Feldman is currently on sabbatical but his methods are still being used in the basic physics classes.

“Teaching by telling is an ineffective mode of instruction and it’s been proven,” Feldman said. “In scale-up, lecture and lab activities are integrated and that’s important because you learn and then you immediately try it out.”

Students in the class say they first resisted the new model but have grown to appreciate the method of incorporating lecture, theory and practicality.

“When I was introduced to the ‘scale-up’ method I was resistant, because it was very different having to interact with my peers, but after the first month I really grew to love it. I loved interacting with the material more and I feel like my understanding of the knowledge is so much more solidified,” said Hannah Korrell, a senior majoring in Russian and pre-med.

Lehman said if Feldman’s experiment proves successful, he might ask Ballinger Properties, the architecture firm programming and designing the Science and Engineering Complex, to plan the building so that classrooms and labs are built together.
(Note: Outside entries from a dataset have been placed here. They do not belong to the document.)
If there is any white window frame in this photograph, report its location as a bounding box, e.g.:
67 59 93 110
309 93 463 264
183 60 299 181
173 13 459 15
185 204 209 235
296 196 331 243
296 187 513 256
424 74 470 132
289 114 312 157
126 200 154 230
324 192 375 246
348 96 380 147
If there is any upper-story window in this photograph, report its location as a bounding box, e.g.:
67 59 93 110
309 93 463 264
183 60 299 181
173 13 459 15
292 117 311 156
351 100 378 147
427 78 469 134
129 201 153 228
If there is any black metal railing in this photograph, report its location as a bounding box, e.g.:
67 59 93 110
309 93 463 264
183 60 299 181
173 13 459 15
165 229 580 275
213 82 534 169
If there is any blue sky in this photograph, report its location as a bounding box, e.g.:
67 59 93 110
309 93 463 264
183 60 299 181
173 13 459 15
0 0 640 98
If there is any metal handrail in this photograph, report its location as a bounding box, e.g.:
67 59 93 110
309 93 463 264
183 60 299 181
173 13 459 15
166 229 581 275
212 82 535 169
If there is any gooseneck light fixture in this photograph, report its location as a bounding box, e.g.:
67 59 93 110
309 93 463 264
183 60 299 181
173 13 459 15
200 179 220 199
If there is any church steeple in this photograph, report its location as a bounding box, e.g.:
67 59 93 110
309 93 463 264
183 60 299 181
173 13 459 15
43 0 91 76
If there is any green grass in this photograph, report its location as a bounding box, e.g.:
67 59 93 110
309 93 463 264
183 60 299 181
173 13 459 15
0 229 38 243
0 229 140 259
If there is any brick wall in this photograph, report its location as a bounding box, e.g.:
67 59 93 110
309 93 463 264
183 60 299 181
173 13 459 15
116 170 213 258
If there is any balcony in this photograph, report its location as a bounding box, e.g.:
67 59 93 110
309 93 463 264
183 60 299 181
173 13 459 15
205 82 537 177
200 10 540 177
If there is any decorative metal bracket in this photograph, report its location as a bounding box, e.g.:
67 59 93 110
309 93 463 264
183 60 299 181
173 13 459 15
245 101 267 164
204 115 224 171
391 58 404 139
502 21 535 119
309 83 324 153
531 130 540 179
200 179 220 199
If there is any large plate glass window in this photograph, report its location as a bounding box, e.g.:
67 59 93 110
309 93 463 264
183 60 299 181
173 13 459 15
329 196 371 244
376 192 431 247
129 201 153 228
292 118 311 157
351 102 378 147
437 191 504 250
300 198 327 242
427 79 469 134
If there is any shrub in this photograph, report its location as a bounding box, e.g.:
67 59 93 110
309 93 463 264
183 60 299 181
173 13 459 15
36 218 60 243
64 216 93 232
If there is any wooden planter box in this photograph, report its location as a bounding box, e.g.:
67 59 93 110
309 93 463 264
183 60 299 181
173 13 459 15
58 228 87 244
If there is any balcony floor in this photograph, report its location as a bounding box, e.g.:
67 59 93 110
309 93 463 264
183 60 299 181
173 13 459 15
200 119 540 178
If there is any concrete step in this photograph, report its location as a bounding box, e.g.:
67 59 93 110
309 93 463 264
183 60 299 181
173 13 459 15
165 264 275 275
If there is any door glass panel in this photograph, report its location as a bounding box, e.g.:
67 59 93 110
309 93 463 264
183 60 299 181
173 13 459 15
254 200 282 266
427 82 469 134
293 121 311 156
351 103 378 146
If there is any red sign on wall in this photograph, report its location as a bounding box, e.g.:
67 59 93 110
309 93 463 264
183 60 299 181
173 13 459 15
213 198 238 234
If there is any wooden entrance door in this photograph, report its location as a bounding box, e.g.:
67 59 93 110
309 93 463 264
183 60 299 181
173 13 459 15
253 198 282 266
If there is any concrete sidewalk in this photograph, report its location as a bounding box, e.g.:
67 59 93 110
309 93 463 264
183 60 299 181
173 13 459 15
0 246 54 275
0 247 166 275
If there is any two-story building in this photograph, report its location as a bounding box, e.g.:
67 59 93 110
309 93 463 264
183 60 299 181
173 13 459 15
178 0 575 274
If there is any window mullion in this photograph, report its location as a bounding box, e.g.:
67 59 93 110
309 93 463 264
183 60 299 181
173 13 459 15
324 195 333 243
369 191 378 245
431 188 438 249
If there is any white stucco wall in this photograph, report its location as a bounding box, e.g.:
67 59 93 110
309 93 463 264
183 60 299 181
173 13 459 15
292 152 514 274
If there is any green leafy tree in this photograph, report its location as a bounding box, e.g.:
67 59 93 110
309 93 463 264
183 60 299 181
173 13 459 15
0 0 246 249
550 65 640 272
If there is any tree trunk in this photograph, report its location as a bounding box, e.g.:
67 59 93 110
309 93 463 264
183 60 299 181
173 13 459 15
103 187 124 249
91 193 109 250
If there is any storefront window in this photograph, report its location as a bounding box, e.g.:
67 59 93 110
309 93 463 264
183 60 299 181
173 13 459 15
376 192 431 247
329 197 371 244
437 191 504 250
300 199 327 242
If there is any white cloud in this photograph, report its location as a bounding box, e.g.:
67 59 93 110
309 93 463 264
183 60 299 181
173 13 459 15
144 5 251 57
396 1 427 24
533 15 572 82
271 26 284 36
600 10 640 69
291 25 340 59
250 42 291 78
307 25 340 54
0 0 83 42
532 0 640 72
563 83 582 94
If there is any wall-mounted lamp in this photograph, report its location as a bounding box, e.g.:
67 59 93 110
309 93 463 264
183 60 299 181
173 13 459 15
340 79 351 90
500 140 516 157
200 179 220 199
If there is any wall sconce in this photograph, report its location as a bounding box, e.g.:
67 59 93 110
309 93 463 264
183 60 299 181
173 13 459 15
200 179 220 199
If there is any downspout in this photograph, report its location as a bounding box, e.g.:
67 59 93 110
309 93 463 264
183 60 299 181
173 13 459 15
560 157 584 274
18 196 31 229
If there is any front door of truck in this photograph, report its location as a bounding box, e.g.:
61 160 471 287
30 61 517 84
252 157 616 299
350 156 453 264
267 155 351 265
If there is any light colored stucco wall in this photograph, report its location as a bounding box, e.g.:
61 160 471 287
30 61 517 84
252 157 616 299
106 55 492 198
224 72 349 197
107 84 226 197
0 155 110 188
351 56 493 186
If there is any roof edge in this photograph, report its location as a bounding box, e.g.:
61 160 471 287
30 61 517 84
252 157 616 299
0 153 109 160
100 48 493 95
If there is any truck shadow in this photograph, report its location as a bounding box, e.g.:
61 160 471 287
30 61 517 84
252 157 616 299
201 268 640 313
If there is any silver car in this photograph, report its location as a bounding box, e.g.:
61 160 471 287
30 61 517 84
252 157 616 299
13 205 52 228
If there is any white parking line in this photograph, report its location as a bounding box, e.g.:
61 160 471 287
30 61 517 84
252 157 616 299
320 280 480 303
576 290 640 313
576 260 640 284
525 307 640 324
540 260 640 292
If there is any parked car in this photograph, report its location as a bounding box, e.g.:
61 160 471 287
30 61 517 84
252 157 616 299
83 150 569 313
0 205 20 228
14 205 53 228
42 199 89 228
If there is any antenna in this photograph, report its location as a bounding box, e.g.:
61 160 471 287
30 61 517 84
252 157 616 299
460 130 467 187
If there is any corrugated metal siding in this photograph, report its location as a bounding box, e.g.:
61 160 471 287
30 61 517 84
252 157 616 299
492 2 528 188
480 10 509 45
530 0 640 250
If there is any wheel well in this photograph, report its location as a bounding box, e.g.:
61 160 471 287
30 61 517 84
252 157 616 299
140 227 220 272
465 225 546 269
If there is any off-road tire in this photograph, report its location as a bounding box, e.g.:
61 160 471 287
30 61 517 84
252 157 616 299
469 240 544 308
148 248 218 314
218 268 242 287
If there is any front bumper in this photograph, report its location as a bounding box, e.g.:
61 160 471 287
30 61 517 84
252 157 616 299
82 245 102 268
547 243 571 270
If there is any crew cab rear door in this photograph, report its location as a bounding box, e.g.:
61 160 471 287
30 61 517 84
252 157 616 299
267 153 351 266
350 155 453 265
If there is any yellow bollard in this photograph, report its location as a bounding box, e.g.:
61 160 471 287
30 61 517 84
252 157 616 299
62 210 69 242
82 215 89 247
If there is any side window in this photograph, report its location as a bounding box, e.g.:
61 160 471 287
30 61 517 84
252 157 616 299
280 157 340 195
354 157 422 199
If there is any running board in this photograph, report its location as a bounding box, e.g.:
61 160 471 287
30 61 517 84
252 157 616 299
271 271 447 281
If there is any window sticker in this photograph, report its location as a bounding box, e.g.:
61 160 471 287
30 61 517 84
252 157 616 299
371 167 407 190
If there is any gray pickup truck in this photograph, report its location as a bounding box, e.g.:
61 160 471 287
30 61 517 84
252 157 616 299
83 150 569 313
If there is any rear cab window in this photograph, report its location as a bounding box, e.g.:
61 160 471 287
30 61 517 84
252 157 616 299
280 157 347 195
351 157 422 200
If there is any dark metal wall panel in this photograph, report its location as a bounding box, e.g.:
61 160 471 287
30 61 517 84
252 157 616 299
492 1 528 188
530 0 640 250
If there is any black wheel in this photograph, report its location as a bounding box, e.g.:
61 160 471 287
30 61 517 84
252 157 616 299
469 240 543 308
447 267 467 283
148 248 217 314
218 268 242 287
The idea of revising GW’s teaching methods first came from a brainstorming group commissioned by University President Steven Knapp. Lehman launched his task force in response, saying he wanted to “develop a plan that would allow GW to become a recognized national leader in its support for innovation and improvement in teaching and learning.”

The task force will develop a specific plan to encourage “faculty development,” Lehman said.

“We’re not the only university doing this sort of thing,” he said. “There are lots of universities around the country that are doing this.”

But the sciences are not the only subjects under consideration. In many departments, new variations on the lecture-based classroom may move students away from memorization and towards comprehension.

“For example, you can’t learn mathematics by memorizing; you learn mathematics by understanding the concepts,” he said, explaining that students might teach their classmates in order to improve their comprehension. “One of the best ways to have someone learn something is to have them teach it to someone else.”

Martin said the task force is considering different rewards for professors who participate, and “looking at the whole, big picture” to increase teachers’ effectiveness with their students.

“We were [compelled] to look at what it would take. We’ve looked at teaching centers across the country. Different teaching centers have different focuses,” Martin said.

The task force is looking for such a “focus” for a teaching center at GW, and a more specific plan in this area will be presented to Lehman in March.

Shelby Hartman and Lauren French contributed to this report.